Refresh exec-based API credentials when they expire

Eric Menendez · Eric Menendez · commit 70b78cd84880 · 2021-09-03T15:53:25.000-06:00
This is a fix for #741. As described in #741, some of the authentication schemes supported by Kubernetes require updating the client's credentials from time to time. The Kubernetes Python client currently does not support this, except for when using the `gcp` auth scheme. This is because the OpenAPI-generated client code does not generally expect credentials to change after the client is configured. However, in OpenAPITools/openapi-generator#3594, the OpenAPI generator added a (undocumented) hook on the `Configuration` object which provides a method for the client credentials to be refreshed as needed. Now that this hook exists, the `load_kube_config()` function, used by the Kubernetes API to set up the `Configuration` object from the client's local k8s config, just needs to be updated to take advantage of this hook. This patch does this for `exec`-based authentication, which should resolve #741. Also, as noted above, `load_kube_config()` already has a special-case monkeypatch to refresh GCP tokens. I presume this functionality was added before the OpenAPI generator added support for the refresh hook. This patch also refactors the GCP token refreshing code to use the new hook instead of the monkeypatch. Tests are also updated.
diff --git a/config/kube_config.py b/config/kube_config.py
@@ -359,6 +359,8 @@ def _load_gcp_token(self, provider):
             self._refresh_gcp_token()
 
         self.token = "Bearer %s" % provider['config']['access-token']
+        if 'expiry' in provider['config']:
+            self.expiry = parse_rfc3339(provider['config']['expiry'])
         return self.token
 
     def _refresh_gcp_token(self):
@@ -483,8 +485,7 @@ def _load_from_exec_plugin(self):
             status = ExecProvider(self._user['exec']).run()
             if 'token' in status:
                 self.token = "Bearer %s" % status['token']
-                return True
-            if 'clientCertificateData' in status:
+            elif 'clientCertificateData' in status:
                 # https://kubernetes.io/docs/reference/access-authn-authz/authentication/#input-and-output-formats
                 # Plugin has provided certificates instead of a token.
                 if 'clientKeyData' not in status:
@@ -504,10 +505,13 @@ def _load_from_exec_plugin(self):
                     file_base_path=base_path,
                     base64_file_content=False,
                     temp_file_path=self._temp_file_path).as_file()
-                return True
-            logging.error('exec: missing token or clientCertificateData field '
-                          'in plugin output')
-            return None
+            else:
+                logging.error('exec: missing token or clientCertificateData '
+                              'field in plugin output')
+                return None
+            if 'expirationTimestamp' in status:
+                self.expiry = parse_rfc3339(status['expirationTimestamp'])
+            return True
         except Exception as e:
             logging.error(str(e))
 
@@ -560,25 +564,15 @@ def _load_cluster_info(self):
         if 'insecure-skip-tls-verify' in self._cluster:
             self.verify_ssl = not self._cluster['insecure-skip-tls-verify']
 
-    def _using_gcp_auth_provider(self):
-        return self._user and \
-            'auth-provider' in self._user and \
-            'name' in self._user['auth-provider'] and \
-            self._user['auth-provider']['name'] == 'gcp'
-
     def _set_config(self, client_configuration):
-        if self._using_gcp_auth_provider():
-            # GCP auth tokens must be refreshed regularly, but swagger expects
-            # a constant token.
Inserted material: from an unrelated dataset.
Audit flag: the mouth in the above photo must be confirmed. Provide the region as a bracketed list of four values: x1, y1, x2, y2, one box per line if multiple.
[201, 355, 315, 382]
Replace the swagger-generated client config's
-            # get_api_key_with_prefix method with our own to allow automatic
-            # token refresh.
-            def _gcp_get_api_key(*args):
-                return self._load_gcp_token(self._user['auth-provider'])
-            client_configuration.get_api_key_with_prefix = _gcp_get_api_key
         if 'token' in self.__dict__:
-            # Note: this line runs for GCP auth tokens as well, but this entry
-            # will not be updated upon GCP token refresh.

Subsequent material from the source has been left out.